Projections from the 79 economists in the Bloomberg survey ranged from a decline of 0.3 percent to an increase of 1.1 percent. April’s industrial production figure was previously reported as a 1.1 percent gain.

Stock-index futures held gains after the figures and as investors awaited Greece’s election this weekend. The contract on the Standard & Poor’s 500 Index expiring in September rose 0.1 percent to 1,327.6 at 9:19 a.m. in New York.

Motor Vehicles

The release showed motor vehicle and parts production dropped 1.5 percent in May after a 4 percent surge the month before. Autos in May sold at a 13.73 million annual rate, down from 14.38 million in April and the slowest this year, according to data from Ward’s Automotive Group.

Factory output excluding production of vehicles and parts fell 0.3 percent in May after a 0.5 percent gain. Output of business equipment increased 0.3 percent after a 1.5 percent jump in April.

Production of consumer goods decreased 0.2 percent after a 1.4 percent April gain.

Utility production climbed 0.8 percent last month after a 5.3 percent jump in April. Mining output increased 0.9 percent following a 0.6 percent decrease.

U.S. Industrial Production Unexpectedly Declined

An employee assembles the roof windows of a trailer on the assembly line at the Airstream Inc. manufacturing facility in Jackson Center, Ohio.

Capacity Utilization

Today’s report also showed that capacity utilization, which measures what portion of a plant is producing, fell to 79 percent from 79.2 percent in April.

Another report today showed New York-area factories expanded this month at the slowest pace since November. The Federal Reserve Bank of New York’s general economic activity index dropped to 2.3 from 17.1 the prior month. Readings greater than zero show expansion by manufacturers in the so-called Empire State Index, which covers New York, northern New Jersey, and southern Connecticut.

Other figures highlight an easing in the pace of manufacturing, which accounts for about 75 percent of total production. A national barometer of factory strength, the Institute for Supply Management’s index of manufacturing fell in May after reaching a 10-month high in April. The index’s gauge of production dropped, while its new orders measure advanced.

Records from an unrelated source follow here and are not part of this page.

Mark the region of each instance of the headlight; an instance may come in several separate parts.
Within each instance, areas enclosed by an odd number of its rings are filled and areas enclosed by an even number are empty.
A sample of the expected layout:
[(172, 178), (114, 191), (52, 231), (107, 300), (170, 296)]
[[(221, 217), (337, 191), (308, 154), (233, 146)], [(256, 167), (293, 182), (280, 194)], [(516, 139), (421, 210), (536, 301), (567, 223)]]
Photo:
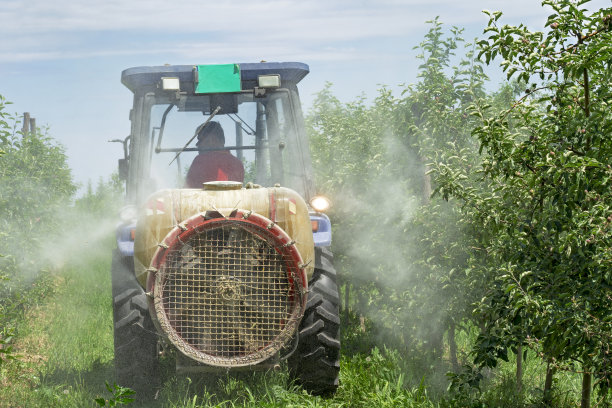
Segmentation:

Job creation at factories has slowed as well. Weekly hours worked by manufacturing employees slid to 40.5 in May, the lowest in six months, Labor Department data show. The number of workers added to factory payrolls last month was three times less than the average in the first quarter.

Holding Up

While car and truck sales retreated last month, a separate report from the Fed suggests auto manufacturing is holding up. Demand was strongest in vehicle and steel production, and manufacturing continued to expand, the central bank said in its Beige Book report on economic activity in its districts from early April to late May.

Factories turned out 10.39 million motor vehicles at an annual pace last month after a 10.67 million rate in April, the strongest two months since 2007, today’s Fed figures showed.

Recovery in the housing market, which has lagged behind the rest of economy, may also boost business at producers that service homebuilders.

“Spending time with homebuilders, suppliers of every single product that goes into a house, from asphalt shingles to installation, wood products, concrete, wiring, plumbing fixtures, there’s a sense of optimism in the homebuilding industry today that has lasted for more than a couple months,” Dan Fulton, the chief executive officer of timber company Weyerhaeuser Co. (WY), said during a June 13 investor conference “The market continues to feel like it’s got legs.”